After 5 or so days without issues, and after all other setup and configuration issue was taken care of we decided to move them to production and deal with the GRUB problems if they arose. As luck would have it, 2 machines refused to boot as they were being moved to production. After booting from a rescue disk and dumping the MBR I found that bytes 0×40 through 0×49 differed against a working slave. I also noticed that the MBR of a busted slave was identical to one that had *never* broken, and thus, never had GRUB re-installed. This seemed to rule out MBR corruption.
With some more information in my hands I looked for some help or pointers from the GRUB developers, on Freenode. One of them pointed me to this section of the GRUB Manual which documents some key bytes of the MBR. Notably, byte 0×40 is described as “The boot drive. If it is 0xFF, use a drive passed by BIOS.”. On a working slave this was set to 0xFF. On a broken one, it was set to 0×80 (which I was told means “first hard drive”). That certainly sounds like something that could affect bootability!

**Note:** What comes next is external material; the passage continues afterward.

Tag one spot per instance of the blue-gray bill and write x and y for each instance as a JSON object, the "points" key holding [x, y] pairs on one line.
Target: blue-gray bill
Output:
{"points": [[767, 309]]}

After thinking it over a few times I came to the conclusion that *somehow* 0×80 must end up being the wrong device to boot from. I also realized that no slave which had had GRUB re-installed had failed again. With all of that I became confident that re-installing GRUB would fix the problem permanently. I ran all of this by Catlee who told me that GRUB developers had told him that the BIOS could be re-ordering drives semi-randomly. That piece of information seems to fill in the last bit of the puzzle and I’m more confident than ever that GRUB installation will permanently fix the problem.
It’s still a mystery to me why the BIOS would be re-ordering the drives at random. There’s a “BIOSBugs” page on the GRUB wiki which describes a problem where the BIOS sends the *wrong* boot device. Since relying on the BIOS to send the boot device has fixed our problem I don’t think it’s the same thing. I haven’t been able to find any information on this specific issue, or how to find out what boot device the BIOS is sending the Bootloader, which makes it difficult to truly confirm our fix. If anyone has hit this, or knows how to get at this kind of information I’d love to hear from you.